Nuclear power could be a $10 trillion industry that ‘holds the answer to the world’s power shortages’
Nuclear energy represents a $10 trillion potential market opportunity that could hold “the answer to the world’s power shortages,” according to a new report from Bank of America.
To meet the growing demand for global electrification stoked by energy-intensive projects like the data centers underpinning the AI arms race, global nuclear capacity will have to triple by 2050, the firm estimated. Investment is expected to reach more than $3 trillion in the next 25 years.
“This potential [for nuclear energy] has more momentum than before,” Timothy Fox, managing director at ClearView Energy Partners, told Yahoo Finance. “There are data centers looking for firm and dispatchable and clean generation, and nuclear power can cover that.”

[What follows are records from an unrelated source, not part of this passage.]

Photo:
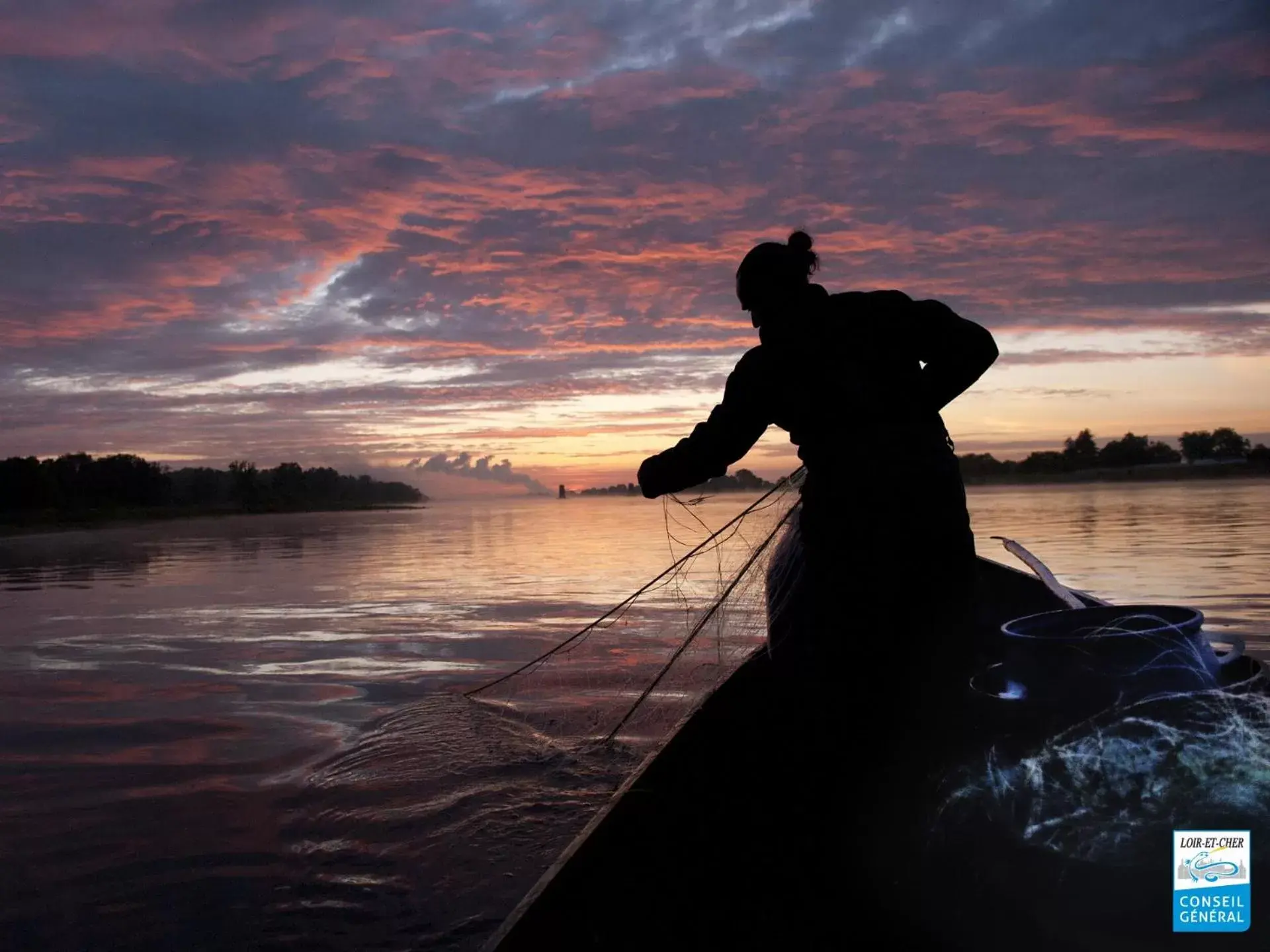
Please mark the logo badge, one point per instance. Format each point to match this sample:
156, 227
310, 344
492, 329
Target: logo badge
1212, 890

Rising demand, combined with strong support from the Trump administration and a public narrative turning positive after years of a dour outlook on the sector, has given a share price boost to companies operating throughout the nuclear sector supply chain in 2025.
“In many ways,” Bank of America analysts wrote, “nuclear energy has been ‘rediscovered’ amid surging electricity demand ignited by the rise of AI/data centers, building electrification, industrial growth, and EV.”

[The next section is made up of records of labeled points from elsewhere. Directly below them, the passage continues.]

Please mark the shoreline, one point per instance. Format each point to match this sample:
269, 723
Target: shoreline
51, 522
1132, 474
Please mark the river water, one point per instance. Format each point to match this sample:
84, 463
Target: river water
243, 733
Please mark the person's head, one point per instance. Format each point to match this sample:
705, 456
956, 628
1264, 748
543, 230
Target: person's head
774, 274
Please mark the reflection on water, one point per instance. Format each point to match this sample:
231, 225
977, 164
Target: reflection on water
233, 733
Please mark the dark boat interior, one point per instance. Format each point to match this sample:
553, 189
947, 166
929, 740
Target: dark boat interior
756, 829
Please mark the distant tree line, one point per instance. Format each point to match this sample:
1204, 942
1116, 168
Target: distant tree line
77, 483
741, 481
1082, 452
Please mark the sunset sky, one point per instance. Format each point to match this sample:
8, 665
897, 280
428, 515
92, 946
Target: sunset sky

“Nuclear power is a proven technology that can provide reliable, cheap, clean, and safe power as a bridge to renewable sources if/when they become ready at a larger scale.”
According to Bank of America, the answer to meeting this demand amid a “rediscovery” of nuclear’s potential benefits may lie in what the bank calls “one of the most consequential energy technologies for the next 25 years”: small modular reactors, or SMRs.

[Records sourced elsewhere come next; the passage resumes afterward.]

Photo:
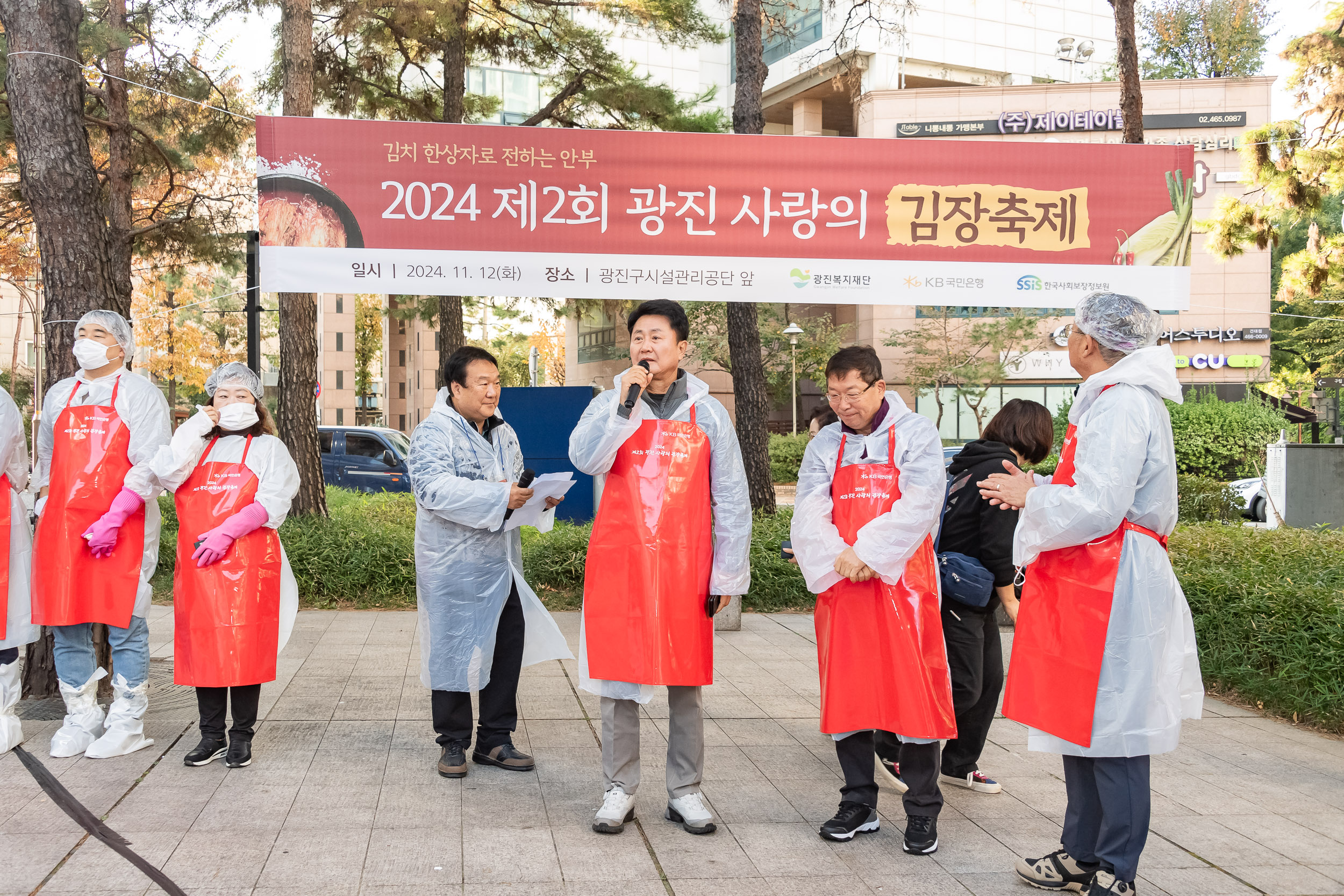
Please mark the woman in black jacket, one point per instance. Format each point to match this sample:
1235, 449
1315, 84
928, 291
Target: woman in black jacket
1020, 433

SMRs are typically designed to produce around 500 megawatts or less of energy compared to a traditional nuclear power plant’s 1,000 MW or more. Unlike traditional nuclear power plants that may take years — if not decades — to bring online, SMRs are cheaper and faster to build, with “modular” parts that can be mass-produced and slotted together on an assembly line.
NuScale Power (SMR), the only company in the US that has an SMR design licensed by the federal Nuclear Regulatory Commission, has said it could have a reactor on the market by 2030 if everything goes to plan. Oklo (OKLO), a startup backed and, until recently, chaired by OpenAI chief Sam Altman, has announced intentions to deliver power by the end of 2027.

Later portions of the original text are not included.